Por favor, volto a sugerir, alguém da assessoria de comunicação ajude a ministra.
Mas não se ficou por aqui. O funeral, termo apropriado, foi ainda mais longe. Ao que parece, cumprindo o seu desígnio biológico e a história natural da vida e da doença, houve pessoas que faleceram enquanto aguardavam por cuidados. Inevitável acontecimento. O que não esconderá que possam ter existido mortes evitáveis se a intervenção tivesse sido feita em no “tempo desejável”. É isso que tem de ser investigado para que possa ser evitado, nomeadamente pelo aperfeiçoamento dos modelos de identificação de casos prioritários. Matéria muito difícil mas que pode e deve ser abordada de forma científica. Ora, em vez de dizer isso, a nossa estimada governante veio logo explicar que 70% — ficamos com dúvidas quanto aos restantes 30% e até poderia ter sido só um para a coisa ser grave – morreram dentro de tempos de resposta garantidos. Não consigo ser brando. A estultícia é do tamanho do Evereste. Se morreram dentro de “tempos garantidos” a conclusão é que a garantia foi pouca para os que morreram. Os tempos garantidos são um subterfúgio administrativo, sem base científica que os sustente, que apenas se destinam a determinar o momento após o qual os utentes terão direito a exigir ser tratados fora do SNS. Cá está, com os “malandros” dos privados que ajudam o Estado a superar as suas ineficiências. Os tempos garantidos não são uma medida de eficácia garantida na intervenção, nem uma garantia de segurança clínica. Não tenho dúvida que a nossa ministra sabia disto, mas esqueceu-se e ninguém lhe soprou ao ouvido, “não diga isso que é disparate”. Mas não nos admiremos se, a fazer fé no que se lê em jornais, uma fonte do ministério disse ao jornal Público que os doentes que “morreram estavam com tempos de espera clinicamente aceitáveis”, tão aceitáveis que até morreram aceitavelmente enquanto esperavam…
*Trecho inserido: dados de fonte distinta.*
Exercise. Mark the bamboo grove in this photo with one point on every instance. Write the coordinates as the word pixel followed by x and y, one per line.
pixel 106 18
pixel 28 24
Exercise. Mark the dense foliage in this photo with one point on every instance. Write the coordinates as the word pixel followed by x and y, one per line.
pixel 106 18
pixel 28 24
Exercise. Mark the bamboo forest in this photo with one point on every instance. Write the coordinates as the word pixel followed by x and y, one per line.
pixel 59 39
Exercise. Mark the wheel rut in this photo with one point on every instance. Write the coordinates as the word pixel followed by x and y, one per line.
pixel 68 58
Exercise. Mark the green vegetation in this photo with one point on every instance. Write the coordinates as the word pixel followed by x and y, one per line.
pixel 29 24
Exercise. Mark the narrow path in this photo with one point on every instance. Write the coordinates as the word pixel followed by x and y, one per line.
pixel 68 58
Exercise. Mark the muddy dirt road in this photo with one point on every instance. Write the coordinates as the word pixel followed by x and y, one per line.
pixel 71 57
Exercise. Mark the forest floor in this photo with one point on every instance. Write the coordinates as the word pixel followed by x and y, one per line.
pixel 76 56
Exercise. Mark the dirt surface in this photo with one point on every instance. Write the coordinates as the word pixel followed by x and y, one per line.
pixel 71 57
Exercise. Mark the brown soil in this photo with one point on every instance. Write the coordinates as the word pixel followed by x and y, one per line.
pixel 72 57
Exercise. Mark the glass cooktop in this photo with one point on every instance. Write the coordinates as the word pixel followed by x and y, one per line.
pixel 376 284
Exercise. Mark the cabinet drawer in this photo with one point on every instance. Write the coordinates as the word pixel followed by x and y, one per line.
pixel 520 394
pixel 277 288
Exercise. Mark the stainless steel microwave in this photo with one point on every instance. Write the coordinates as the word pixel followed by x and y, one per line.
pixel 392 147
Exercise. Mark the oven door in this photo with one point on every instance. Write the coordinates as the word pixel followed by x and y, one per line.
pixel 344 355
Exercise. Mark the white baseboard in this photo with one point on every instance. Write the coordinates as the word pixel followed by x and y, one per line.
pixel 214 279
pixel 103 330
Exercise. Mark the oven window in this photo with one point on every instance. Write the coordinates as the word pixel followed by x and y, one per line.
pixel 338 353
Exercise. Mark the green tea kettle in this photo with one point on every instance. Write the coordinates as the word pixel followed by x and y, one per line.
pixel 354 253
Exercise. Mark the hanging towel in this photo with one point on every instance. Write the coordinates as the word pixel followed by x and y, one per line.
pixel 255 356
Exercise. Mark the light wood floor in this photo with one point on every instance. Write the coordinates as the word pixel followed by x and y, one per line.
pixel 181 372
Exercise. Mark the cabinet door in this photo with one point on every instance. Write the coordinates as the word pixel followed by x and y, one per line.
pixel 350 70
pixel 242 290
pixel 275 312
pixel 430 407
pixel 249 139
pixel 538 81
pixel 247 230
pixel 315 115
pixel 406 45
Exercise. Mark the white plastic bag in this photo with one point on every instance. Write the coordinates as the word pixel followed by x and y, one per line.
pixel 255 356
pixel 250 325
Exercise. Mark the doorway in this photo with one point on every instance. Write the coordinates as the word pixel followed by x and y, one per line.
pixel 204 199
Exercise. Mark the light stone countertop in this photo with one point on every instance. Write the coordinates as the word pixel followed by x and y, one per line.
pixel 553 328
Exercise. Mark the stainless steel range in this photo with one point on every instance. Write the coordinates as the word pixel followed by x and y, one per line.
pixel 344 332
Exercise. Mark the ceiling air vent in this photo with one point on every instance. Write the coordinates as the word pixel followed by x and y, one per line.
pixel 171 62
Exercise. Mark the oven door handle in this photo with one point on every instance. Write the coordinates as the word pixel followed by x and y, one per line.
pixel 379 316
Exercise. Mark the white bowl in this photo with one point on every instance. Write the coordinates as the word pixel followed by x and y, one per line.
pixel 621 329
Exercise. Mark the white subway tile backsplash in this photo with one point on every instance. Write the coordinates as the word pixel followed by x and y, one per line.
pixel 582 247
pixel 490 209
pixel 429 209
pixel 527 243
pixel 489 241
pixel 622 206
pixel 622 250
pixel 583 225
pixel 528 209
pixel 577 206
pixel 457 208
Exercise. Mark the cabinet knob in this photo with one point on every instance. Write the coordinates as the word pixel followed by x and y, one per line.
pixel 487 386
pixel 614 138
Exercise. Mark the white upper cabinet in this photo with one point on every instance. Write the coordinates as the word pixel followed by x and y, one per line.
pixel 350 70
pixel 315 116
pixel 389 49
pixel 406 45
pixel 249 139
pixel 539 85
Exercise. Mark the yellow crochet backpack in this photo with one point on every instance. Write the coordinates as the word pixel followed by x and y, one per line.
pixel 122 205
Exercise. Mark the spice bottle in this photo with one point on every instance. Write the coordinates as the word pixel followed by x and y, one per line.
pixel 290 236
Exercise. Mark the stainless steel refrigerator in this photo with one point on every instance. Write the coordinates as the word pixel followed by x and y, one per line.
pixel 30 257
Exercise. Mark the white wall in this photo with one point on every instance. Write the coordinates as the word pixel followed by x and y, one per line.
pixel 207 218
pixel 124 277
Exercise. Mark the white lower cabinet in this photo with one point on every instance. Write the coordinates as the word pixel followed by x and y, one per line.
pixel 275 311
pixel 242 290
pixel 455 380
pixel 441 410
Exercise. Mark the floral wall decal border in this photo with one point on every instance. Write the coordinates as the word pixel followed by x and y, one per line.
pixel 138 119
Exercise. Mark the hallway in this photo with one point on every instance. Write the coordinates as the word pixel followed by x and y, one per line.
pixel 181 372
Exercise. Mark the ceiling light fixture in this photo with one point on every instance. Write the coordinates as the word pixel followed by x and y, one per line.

Para já, as grandes conclusões são que ministra não pode ser deixada à solta e precisa de quem lhe guie os passos e palavras. Depois, é urgente fazer uma acção de formação na Saúde sobre o que são os “tempos úteis”, “clinicamente aceitáveis”, “garantidos” e, muito mais importante, “satisfatórios”. Mais uma nota, convidem os do INFARMED que também precisam da sabatina. E, junto dos utentes, expliquem que há uma diferença entre o “desejável” e o “possível”. Porque, a quem espera pela protecção da sua saúde, o que interessa é o que for “tempo exigível”.
Para compor o ramalhete, as flores que faltavam ao funeral, lá surgiu a notícia da sindicância à Ordem dos Enfermeiros. Uma delícia. Nem me perco em considerações sobre a evidente falta de competência da IGAS para esta intervenção sobre uma organização profissional. A consideração Pascal é que se Cristo não tivesse sido crucificado, decisão absurda e atentatória da liberdade religiosa e do direito à expressão política e social, não haveria Páscoa. Sinceramente, não me parece que a saúde precisasse de mais mártires, para lá dos doentes que morrem dentro dos “tempos garantidos”.